In other words, manipulating LIBOR was a social norm. Everybody wanted to fit in with the group. Some assumed it must be fine since nobody was trying to hide it. Some realised it was wrong but didn’t want to go against the group. Some didn’t think about right or wrong and just wanted to self-categorise with everyone else.

When it comes to behaviour, social norms have a more powerful influence than individual agency and morals, and formal rules and regulations.

The hidden hand in employee wellbeing

If there is an expectation that emails should he replied to at all hours – if checking emails late at night is normal behaviour – your staff will never be able to switch off from work.

This is a bigger problem than you might think. Stress levels remain high, which impacts the quantity and quality of sleep. Night after night. Gradually compounding damage to physical and mental performance.

Is having an answer to an email at 11pm more important than having an energetic, enthusiastic, and engaged team member the following day?

It doesn’t matter what policies you have in place. It doesn’t matter how much you’ve spent on sleep education. It doesn’t even matter if the expectation is only perceived. If staying connected to work 24/7 is an embedded norm or expectation, you will have under-slept and underperforming staff. Full stop.

Of course – and I want to be very clear about this – certain businesses may, from time to time, require that emails be answered, calls be taken, or work be done at unsociable hours. That’s fine. It’s all part of keeping the wheels of finance turning. I worked in investment banking for 15 years – trust me, I get it. The problem is when it becomes normalised or expected (even if the expectation is only perceived).

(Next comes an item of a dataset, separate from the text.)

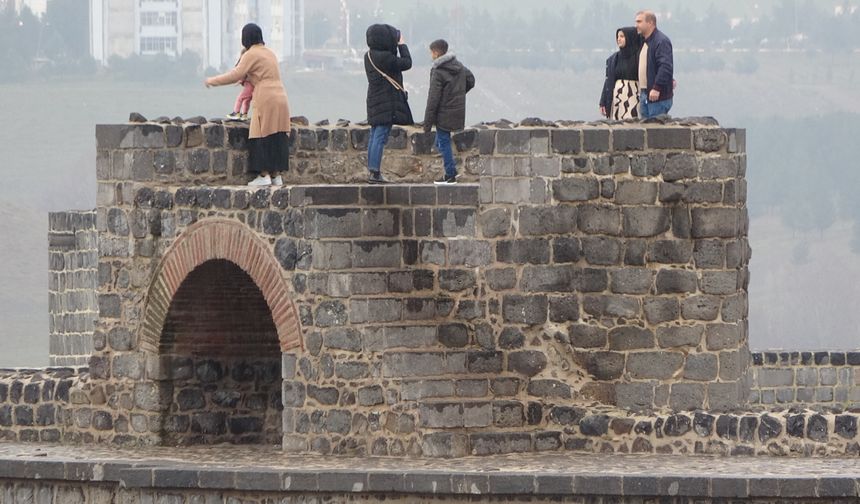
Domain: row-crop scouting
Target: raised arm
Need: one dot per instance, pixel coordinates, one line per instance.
(404, 61)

Workplace norms and expectations can either encourage or discourage healthy behaviours. Consider the following examples:

  • Take a break during office hours for relaxation or exercise
  • Eat a quick lunch (of convenience food) at your desk
  • Stay in the office until all your seniors have left for the day
  • Be on back-to-back Zoom calls when you’re working from home
  • Use a standing desk or get up and move around the office regularly
  • Go to the pub most nights after work with colleagues
  • Come into the office later or leave earlier to take care of your children
  • Get takeaway pizza in the office so you can work late most nights
  • Travel the night before for morning meetings rather than get the 5am flight
  • Work most Saturdays and Sundays

By now, you probably have an array of principles and policies to promote wellbeing. You may even have invested in a wellbeing programme. But have you assessed and addressed the unwritten, unspoken social norms and expectations that have such a powerful impact on the health and performance of your people?

The LIBOR scandal did a great deal of harm. Let’s learn from it to create a great deal of good.